BY AL BARBARINO
The crazy ride of the booming real estate market has come to a screeching halt and “responsible adults” have regained their hold on purse strings, according to property owner and developer William Macklowe.
The founder and CEO of the William Macklowe Company, offered up the analogy as he addressed a room full of lenders and investors as part of a 2012 breakfast series hosted by the Real Estate Lenders Association at the Yale Club in Midtown yesterday (Tuesday).
On the heels of a record-breaking leasing year and steady decreases in vacancy rates in 2011, he said Manhattan leasing activity and rents will stabilize in response to a slowdown in the city’s economy in 2012.
Macklowe said the greatest leasing year ever recorded — upwards of 30 million square feet in 2011 — has nowhere to go but down as a number of wildcards in the global and local economy loom over the city.
“New York City handled the recession far better than the rest of the country,” Macklowe said. “Our jobs and asset values have recovered… and global capital wants to be here. Zero percent interest rates help, as does the appearance of a safe haven, both politically and economically.”
But, he added, the “absolutely great” performance from 2011 isn’t sustainable, as the effects of the European debt crisis, instability in the Middle East, lack of political leadership in Washington and a continuing shift to a tech-focused economy have yet to play their course.

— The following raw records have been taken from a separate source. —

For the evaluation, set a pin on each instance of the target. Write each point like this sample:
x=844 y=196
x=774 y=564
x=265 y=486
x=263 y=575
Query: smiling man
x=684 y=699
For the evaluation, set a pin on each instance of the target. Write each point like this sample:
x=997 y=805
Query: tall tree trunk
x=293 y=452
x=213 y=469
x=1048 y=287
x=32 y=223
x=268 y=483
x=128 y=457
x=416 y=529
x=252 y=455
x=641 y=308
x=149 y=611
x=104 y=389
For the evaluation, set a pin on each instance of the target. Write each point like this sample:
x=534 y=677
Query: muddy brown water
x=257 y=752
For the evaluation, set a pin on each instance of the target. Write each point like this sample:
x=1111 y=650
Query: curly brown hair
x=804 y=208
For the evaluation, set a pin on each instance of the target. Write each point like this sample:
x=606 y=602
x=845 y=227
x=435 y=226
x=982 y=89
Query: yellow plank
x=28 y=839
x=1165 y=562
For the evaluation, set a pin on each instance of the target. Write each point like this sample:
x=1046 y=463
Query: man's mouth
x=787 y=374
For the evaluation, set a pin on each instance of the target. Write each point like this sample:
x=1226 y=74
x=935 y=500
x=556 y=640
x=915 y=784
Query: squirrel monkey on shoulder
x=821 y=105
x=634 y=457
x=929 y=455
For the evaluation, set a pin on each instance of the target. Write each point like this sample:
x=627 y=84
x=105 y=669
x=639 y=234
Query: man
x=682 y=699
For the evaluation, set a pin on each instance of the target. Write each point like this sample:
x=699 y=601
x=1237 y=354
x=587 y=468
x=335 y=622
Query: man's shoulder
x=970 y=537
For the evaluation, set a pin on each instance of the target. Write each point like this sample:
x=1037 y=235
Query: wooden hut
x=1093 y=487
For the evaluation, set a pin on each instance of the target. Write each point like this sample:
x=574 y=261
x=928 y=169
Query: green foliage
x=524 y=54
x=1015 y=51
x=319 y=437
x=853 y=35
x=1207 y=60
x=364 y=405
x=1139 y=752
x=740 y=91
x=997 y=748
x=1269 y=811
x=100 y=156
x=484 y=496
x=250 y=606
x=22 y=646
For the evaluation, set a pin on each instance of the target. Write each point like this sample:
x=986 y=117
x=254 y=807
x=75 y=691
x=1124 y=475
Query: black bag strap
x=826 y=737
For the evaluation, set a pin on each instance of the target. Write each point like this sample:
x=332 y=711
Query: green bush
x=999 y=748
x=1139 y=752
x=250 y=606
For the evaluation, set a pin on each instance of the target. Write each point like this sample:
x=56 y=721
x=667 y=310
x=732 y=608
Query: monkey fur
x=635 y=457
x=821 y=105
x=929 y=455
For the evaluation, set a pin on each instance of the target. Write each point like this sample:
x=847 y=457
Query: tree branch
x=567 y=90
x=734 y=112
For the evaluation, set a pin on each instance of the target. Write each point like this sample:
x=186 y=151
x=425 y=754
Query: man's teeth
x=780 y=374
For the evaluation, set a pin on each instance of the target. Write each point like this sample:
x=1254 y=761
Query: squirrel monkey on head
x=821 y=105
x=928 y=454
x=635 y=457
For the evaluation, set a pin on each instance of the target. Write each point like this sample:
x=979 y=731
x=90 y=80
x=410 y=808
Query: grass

“We have some degree of trepidation with respect to the pacing of the capital markets,” he said, “Especially when one considers the relentless waves of conflicts and challenges.”
Macklowe expects Manhattan leasing activity in 2012 to come in around 18 million square feet and rents to remain stable throughout the year, while the performance of the sublease market will be heavily guided by changes on Wall Street.
As the financial services sector shrinks, the tech sector is filling part of the gap, as digital media companies continue to flood into Midtown South and beyond. The booming tech sector is ultimately good for the city, Macklowe said, adding that it’s “nice to see less reliance on the financial markets.”
The effects remain to be seen, however, as big banks are forced to manage their shrinking market share and physical space; and a shift to a different wage pattern — from finance to tech — impacts tax rolls, rents and vacancies.
What’s certain is that there continues to be no shortage of healthy capital available, signaling an end to a less-than-savory era in real estate.
“It almost feels as if we’ve never seen more capital available for investment,” Macklowe said.
“Given the lessons learned from the dark days of 2007 and into 2008, capital has become smarter… and capital today is in the hands of, dare I say, responsible adults.”